All we've seen in the past decade or so is LIP SERVICE. They'd wring their hands and then do nothing,
That's really not true. All of the things that should've been tried first, were. Many cases have been brought to trade court and we've even had bilateral negotiations that people seem to forget.
The problem is that China would do things like export through 3rd countries, to get around trade court rulings, and has a bad track record of honoring commitments secured in bilateral negotiations.
Clearly, more needed to have been done, and with more urgency. I think we can agree on that much.
short-sighted executives alike were too busy lining their own pockets.
Not all short-sightedness. China has a way of playing rope-a-dope, where they dangle the carrot of their growing domestic market in front of foreign companies and give them just enough of a taste to keep them interested and chasing after longer-term growth. However, as you said, once China has developed its own domestic competition, then the tariff and non-tariff barriers come into force. So, whether people engaged with China for short-term gains or long-term ambitions, China could usually tilt the tables to come out ahead.
The biggest error was really in thinking that China would follow the model of other developing and developed countries and play by the rules of the current economic order. China clearly had other ideas.

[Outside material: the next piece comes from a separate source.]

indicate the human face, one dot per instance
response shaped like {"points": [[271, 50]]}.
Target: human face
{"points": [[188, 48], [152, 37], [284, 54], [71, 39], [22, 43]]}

China has almost single-handedly driven domestic production to a shadow of its former self,
China certainly didn't invent off-shoring of labor from US factories. It's a long-term trend that's been going on since at least the 1970's - long before China attained favored-nation status, in the WTO.
...not to excuse them or their anti-competitive practices, but we can't realistically put all of the sins and downsides of globalization on them.
Tariffs are far from ideal, but we're short on leverage and we should have done something DECADES ago. We waited too long and now a lot of the tools we have are all but useless.
Actually, the biggest hammer we could wield would've been to form a multi-lateral coalition with other developed countries - who are basically all in the same boat as us. Don't forget that the EU's economy is even bigger than the US. If we got together with them, S. Korea, Japan, Canada, Australia, etc. we'd have way more negotiating power than what Trump is playing with. But, he doesn't believe in multilateralism, always preferring to go it alone.
This also plays into the Belt & Road situation, where you can't dissuade countries from joining unless you give them an alternative. Well, we had (part of) an alternative, if an imperfect one, in the form of TPP. There were certainly things not to like about it, but rather than improve it, we just walked away from it, leaving China to have pretty much the only game in town.
The old phrase "leader of the free world" was a testament to how much sway the US had over world affairs. Except, as we alienate friends and allies I see that influencer status quickly receding into the past, and China knows it. They need the US market, but less than ever before. By going in without any allies, Trump has raised the stakes for the US, and lowered the stakes for China. Bad move.